We hope you will enjoy what emerged during the day in these films and podcasts. (Podcasts can be downloaded here.)

The gathering was prompted by a sense that the inability of individuals and society to perceive spiritual reality has, today, become critical. But also by the possibility that our could crisis itself be significant. Might it be valuable, even necessary for the evolution of human consciousness?

In the twentieth century, thinkers including Owen Barfield considered this possibility. They concluded that the experience of being human shifts fundamentally across cultural time. Understanding the nature of this change is essential and can greatly illuminate our current spiritual task.

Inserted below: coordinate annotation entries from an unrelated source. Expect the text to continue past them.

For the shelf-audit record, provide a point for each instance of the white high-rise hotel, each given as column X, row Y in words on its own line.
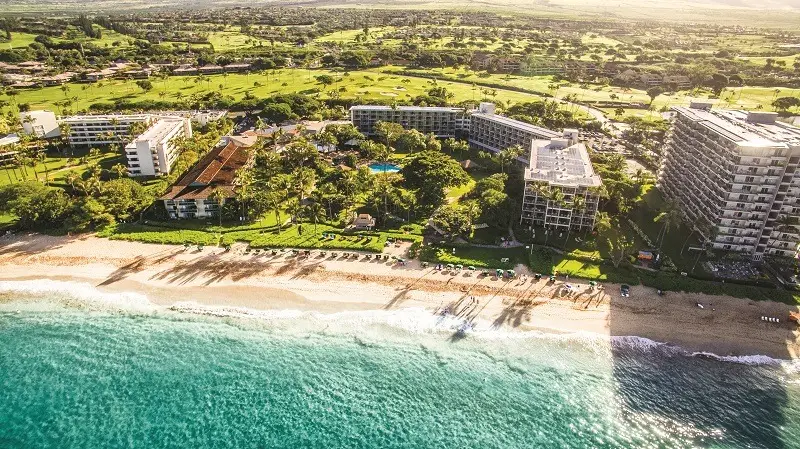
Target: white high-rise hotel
column 736, row 172
column 153, row 152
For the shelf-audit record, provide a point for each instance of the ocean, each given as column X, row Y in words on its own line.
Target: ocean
column 84, row 369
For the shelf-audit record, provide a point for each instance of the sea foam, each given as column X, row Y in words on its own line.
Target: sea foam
column 60, row 291
column 412, row 320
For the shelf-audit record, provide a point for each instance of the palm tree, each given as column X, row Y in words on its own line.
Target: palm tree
column 509, row 155
column 670, row 217
column 119, row 170
column 304, row 181
column 218, row 195
column 314, row 211
column 42, row 157
column 22, row 162
column 71, row 178
column 578, row 205
column 602, row 223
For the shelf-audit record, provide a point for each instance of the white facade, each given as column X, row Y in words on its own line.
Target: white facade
column 440, row 121
column 736, row 173
column 42, row 124
column 493, row 132
column 560, row 165
column 89, row 130
column 154, row 151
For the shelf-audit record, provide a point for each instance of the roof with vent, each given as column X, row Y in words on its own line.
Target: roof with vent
column 558, row 163
column 217, row 169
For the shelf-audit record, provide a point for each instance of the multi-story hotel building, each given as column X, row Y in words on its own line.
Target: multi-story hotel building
column 153, row 152
column 735, row 177
column 42, row 124
column 90, row 130
column 493, row 132
column 441, row 122
column 560, row 164
column 97, row 130
column 191, row 196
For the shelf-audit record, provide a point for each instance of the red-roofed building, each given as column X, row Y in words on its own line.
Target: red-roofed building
column 190, row 196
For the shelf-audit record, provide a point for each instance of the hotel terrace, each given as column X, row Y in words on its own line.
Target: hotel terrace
column 494, row 132
column 441, row 122
column 190, row 197
column 736, row 172
column 560, row 164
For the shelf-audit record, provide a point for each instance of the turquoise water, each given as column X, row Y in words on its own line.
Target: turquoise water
column 100, row 375
column 377, row 167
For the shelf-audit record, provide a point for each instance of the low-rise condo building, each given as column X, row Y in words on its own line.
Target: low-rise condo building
column 494, row 132
column 42, row 124
column 560, row 185
column 153, row 152
column 735, row 177
column 440, row 121
column 91, row 130
column 191, row 196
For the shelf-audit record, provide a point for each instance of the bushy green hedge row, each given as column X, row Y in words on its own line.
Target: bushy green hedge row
column 474, row 256
column 291, row 238
column 152, row 234
column 674, row 282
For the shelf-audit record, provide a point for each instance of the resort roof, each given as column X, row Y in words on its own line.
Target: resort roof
column 757, row 129
column 533, row 129
column 369, row 107
column 558, row 164
column 217, row 169
column 8, row 140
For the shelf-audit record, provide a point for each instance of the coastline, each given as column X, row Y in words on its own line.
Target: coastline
column 169, row 275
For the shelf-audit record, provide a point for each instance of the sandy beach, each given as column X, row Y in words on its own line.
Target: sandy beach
column 169, row 274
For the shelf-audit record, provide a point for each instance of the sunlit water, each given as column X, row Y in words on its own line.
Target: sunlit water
column 96, row 374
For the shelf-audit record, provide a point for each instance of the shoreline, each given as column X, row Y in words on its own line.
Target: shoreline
column 169, row 275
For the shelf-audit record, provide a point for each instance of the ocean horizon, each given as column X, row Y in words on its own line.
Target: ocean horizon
column 83, row 368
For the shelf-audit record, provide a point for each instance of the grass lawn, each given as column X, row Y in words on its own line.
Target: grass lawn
column 233, row 39
column 741, row 97
column 643, row 214
column 6, row 221
column 155, row 234
column 456, row 193
column 107, row 39
column 57, row 168
column 364, row 85
column 348, row 36
column 18, row 40
column 474, row 256
column 292, row 238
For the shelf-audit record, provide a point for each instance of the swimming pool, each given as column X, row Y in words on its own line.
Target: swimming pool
column 377, row 167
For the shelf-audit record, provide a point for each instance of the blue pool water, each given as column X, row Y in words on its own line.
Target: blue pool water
column 377, row 167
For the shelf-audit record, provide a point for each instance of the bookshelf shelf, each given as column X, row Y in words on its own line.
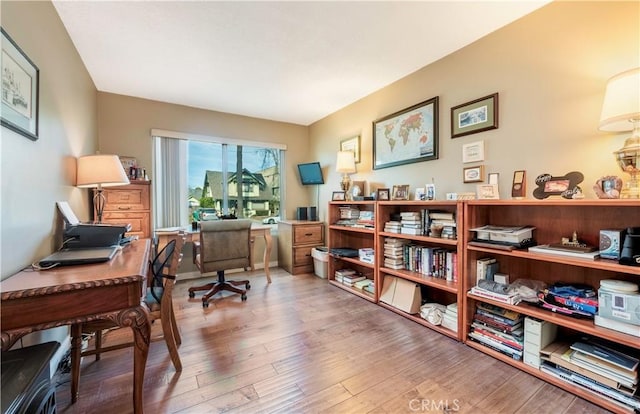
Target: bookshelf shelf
column 552, row 219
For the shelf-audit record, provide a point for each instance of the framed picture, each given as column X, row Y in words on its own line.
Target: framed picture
column 383, row 194
column 608, row 187
column 338, row 196
column 352, row 144
column 407, row 136
column 565, row 186
column 358, row 188
column 400, row 192
column 20, row 83
column 475, row 116
column 473, row 152
column 487, row 192
column 473, row 174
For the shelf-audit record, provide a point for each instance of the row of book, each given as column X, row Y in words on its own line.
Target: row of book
column 595, row 366
column 432, row 223
column 499, row 329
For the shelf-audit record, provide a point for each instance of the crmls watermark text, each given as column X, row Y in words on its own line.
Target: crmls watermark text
column 423, row 405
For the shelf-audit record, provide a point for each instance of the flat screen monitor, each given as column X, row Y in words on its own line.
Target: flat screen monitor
column 310, row 173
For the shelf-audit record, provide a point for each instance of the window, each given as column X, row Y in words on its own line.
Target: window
column 225, row 177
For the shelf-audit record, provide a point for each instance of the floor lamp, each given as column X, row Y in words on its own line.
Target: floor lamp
column 97, row 171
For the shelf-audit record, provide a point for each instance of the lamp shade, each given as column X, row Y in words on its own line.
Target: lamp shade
column 346, row 162
column 621, row 102
column 100, row 170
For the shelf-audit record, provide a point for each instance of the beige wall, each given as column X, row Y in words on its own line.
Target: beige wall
column 37, row 174
column 550, row 69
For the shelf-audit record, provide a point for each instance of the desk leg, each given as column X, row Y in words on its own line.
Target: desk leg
column 267, row 253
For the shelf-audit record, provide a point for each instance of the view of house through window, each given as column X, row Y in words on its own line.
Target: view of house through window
column 225, row 179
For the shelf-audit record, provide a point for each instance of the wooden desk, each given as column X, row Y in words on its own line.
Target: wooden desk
column 71, row 295
column 256, row 231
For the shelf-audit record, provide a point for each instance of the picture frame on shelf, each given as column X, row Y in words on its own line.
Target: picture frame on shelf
column 352, row 144
column 358, row 189
column 400, row 192
column 487, row 192
column 608, row 187
column 20, row 90
column 338, row 196
column 475, row 116
column 473, row 152
column 406, row 136
column 473, row 174
column 383, row 194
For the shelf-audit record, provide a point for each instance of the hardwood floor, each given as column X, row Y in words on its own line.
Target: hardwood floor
column 300, row 345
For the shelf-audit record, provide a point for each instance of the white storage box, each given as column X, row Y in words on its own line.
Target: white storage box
column 320, row 261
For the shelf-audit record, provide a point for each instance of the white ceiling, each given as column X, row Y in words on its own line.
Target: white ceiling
column 287, row 61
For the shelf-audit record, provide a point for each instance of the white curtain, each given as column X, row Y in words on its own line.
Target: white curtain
column 171, row 190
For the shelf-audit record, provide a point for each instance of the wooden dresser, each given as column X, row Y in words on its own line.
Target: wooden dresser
column 129, row 204
column 296, row 238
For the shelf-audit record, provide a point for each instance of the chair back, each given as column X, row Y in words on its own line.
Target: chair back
column 164, row 267
column 224, row 244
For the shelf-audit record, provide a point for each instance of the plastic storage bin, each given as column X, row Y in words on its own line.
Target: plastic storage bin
column 320, row 261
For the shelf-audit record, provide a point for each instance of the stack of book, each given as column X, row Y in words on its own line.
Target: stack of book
column 446, row 221
column 394, row 253
column 348, row 276
column 499, row 329
column 366, row 255
column 411, row 223
column 595, row 366
column 450, row 317
column 392, row 226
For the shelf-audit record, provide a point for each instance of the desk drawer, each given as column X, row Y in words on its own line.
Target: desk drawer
column 302, row 256
column 306, row 234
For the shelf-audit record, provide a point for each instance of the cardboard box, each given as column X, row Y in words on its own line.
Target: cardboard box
column 402, row 294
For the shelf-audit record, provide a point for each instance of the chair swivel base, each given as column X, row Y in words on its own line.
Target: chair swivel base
column 220, row 285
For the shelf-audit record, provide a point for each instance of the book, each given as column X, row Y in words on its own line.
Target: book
column 547, row 249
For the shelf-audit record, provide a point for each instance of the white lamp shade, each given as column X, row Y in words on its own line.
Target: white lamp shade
column 621, row 102
column 100, row 170
column 346, row 162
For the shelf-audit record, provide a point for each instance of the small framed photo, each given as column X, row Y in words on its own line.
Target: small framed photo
column 473, row 152
column 20, row 90
column 475, row 116
column 338, row 196
column 352, row 144
column 473, row 174
column 383, row 194
column 487, row 192
column 400, row 192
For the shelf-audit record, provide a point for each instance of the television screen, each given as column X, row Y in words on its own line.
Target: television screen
column 310, row 173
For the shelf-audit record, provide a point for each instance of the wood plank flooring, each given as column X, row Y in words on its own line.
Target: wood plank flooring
column 300, row 345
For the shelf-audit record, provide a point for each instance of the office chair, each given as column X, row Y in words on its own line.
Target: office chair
column 159, row 300
column 224, row 244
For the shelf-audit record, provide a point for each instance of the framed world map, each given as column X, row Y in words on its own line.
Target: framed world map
column 407, row 136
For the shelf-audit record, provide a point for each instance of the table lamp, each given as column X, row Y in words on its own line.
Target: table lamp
column 621, row 112
column 97, row 171
column 346, row 164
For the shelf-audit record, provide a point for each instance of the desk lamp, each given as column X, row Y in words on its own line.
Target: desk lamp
column 621, row 112
column 97, row 171
column 346, row 164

You can also read a report and reflection by Mark Vernon. Mark’s book on Owen Barfield, A Secret History of Christianity, was the initial inspiration for the day.

1. Introductory dialogue

The day began with a conversation between Gary Lachman and Mark Vernon to introduce the idea of the evolution of consciousness particularly as understood by Owen Barfield.

2. Panel discussion

Next, Marilyn Monk, Simon Conway Morris, Jessica Kingsley and Malcolm Guite talked about the evolution of consciousness in relation to their areas of expertise, and took some questions.

3. Experiencing participation

After lunch, Pippa Evans led improvisation exercises as an experience of participative consciousness.

4. Roundtable discussions and feedback

All participants were then invited to join a group discussion to pursue what the evolution of consciousness might mean today. They were organised to focus on one of four themes: i. personal formation; ii. religious & spiritual traditions; iii. science & modernity; iv. mysticism & gnosis. Here’s the feedback.

5. Final discussion and concluding thoughts

Richard Tarnas and David Lorimer returned to the meaning of our times, how we might participate in its evolution, and what that means for the future. The day ended with concluding thoughts and comments.